Trying to insulate yourself from downstream risk is always a suggested (if not arduous) Risk Management Best Practice. In the attached Rough Notes article regarding Vassar College, there are a few twists and turns to take note of.
First, I think we all agree that a properly constructed insurance and indemnity provision is a critical contract component. Particularly, if the “upstream” party desires effective risk transfer. Care must be taken in drafting so these provisions are reasonable and conform to state anti-indemnity statutes.
Next, obtaining appropriate evidence of insurance is a huge but critically important undertaking. It is not sufficient to “just” get a Certificate of Insurance, but you need to make sure that relevant policy endorsements (for both primary and excess liability) are attached to the Certificate. That’s where the real fun starts. Examining the documents to ensure they reflect and satisfy the requirements specified in the contract will take some time and technical understanding.
Your next challenge is maintaining these documents in an orderly fashion, current and easily accessible. I would strongly suggest scanning the contract and proof of insurance, along with entering them into a tracking system. The ALS Group uses a “contracts register” to record this information when requested by a client.
Now that you have a good contract and supporting documentation on the counterparties insurance, using them effectively when a claim comes in is a fundamental part of this process. We strongly encourage the upstream party to take notice of both their counterparty and their counterparty’s primary and excess carriers. This is critical to preserve your rights on their policies and avoid potential “late notice” as in the Vassar case attached.

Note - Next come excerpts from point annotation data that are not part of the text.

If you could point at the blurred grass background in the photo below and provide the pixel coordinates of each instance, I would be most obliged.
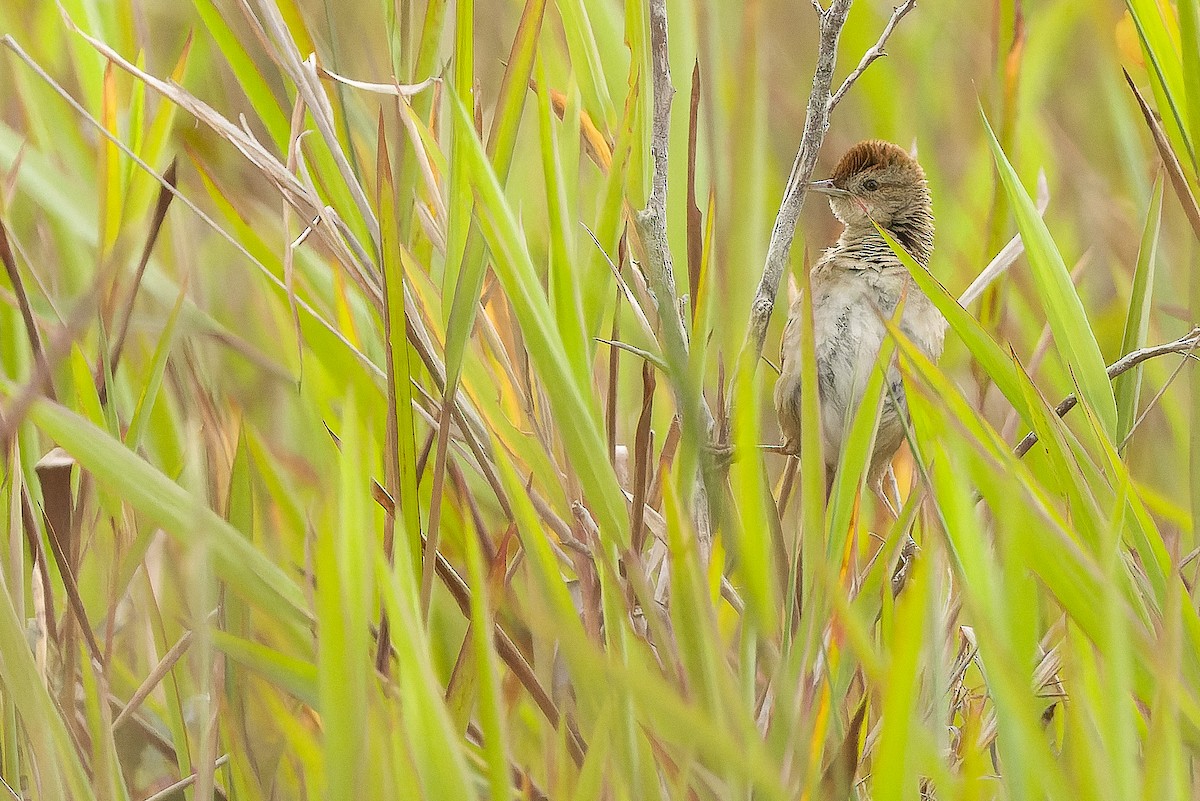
(197, 591)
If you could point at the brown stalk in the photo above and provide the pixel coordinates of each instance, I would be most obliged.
(1185, 344)
(505, 648)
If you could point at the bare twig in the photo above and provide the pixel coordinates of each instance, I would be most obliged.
(874, 53)
(816, 124)
(652, 221)
(652, 230)
(1185, 344)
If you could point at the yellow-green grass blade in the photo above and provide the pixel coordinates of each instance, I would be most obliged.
(1128, 385)
(1189, 47)
(585, 58)
(111, 188)
(501, 148)
(460, 198)
(106, 769)
(893, 769)
(154, 143)
(995, 360)
(583, 437)
(1162, 53)
(751, 519)
(858, 444)
(1068, 321)
(246, 571)
(491, 698)
(564, 273)
(436, 750)
(345, 590)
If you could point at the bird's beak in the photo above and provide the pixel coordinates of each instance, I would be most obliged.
(827, 187)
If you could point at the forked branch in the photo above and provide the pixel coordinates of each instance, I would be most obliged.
(875, 52)
(1186, 344)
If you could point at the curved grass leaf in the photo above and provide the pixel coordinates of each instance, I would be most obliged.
(1065, 312)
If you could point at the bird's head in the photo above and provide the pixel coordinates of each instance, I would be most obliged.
(879, 180)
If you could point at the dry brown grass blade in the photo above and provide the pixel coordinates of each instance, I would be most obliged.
(61, 549)
(160, 214)
(27, 311)
(505, 648)
(839, 775)
(1179, 181)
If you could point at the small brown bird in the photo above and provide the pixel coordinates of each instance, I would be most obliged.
(857, 284)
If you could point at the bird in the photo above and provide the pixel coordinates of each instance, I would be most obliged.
(856, 285)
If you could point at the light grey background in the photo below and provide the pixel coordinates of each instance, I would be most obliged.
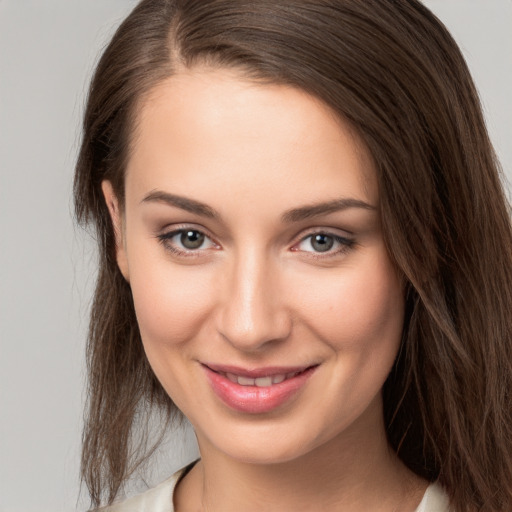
(47, 51)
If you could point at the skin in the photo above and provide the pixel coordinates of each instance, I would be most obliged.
(259, 293)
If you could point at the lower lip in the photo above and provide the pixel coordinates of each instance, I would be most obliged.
(254, 399)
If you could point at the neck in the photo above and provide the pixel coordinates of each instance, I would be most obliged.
(356, 471)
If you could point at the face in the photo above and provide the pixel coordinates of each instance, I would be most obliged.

It is also very important to make it clear in the contract that all counterparty insurance is Primary and Non-Contributory. You should get endorsements or policy provisions from both primary and excess liability that evidence same.
Engineering and execution of contractual risk is arduous but well worth the effort. It is a fundamental Risk Management Best Practice to lower your company’s Total Cost of Risk (TCoR) and to demonstrate a consistent Risk Management posture with your insurance vendors.
Make the transfer terms reasonable and appropriate. Have a tracking and enforcement system and…Update! Update! Update! Vigilance is key!!!!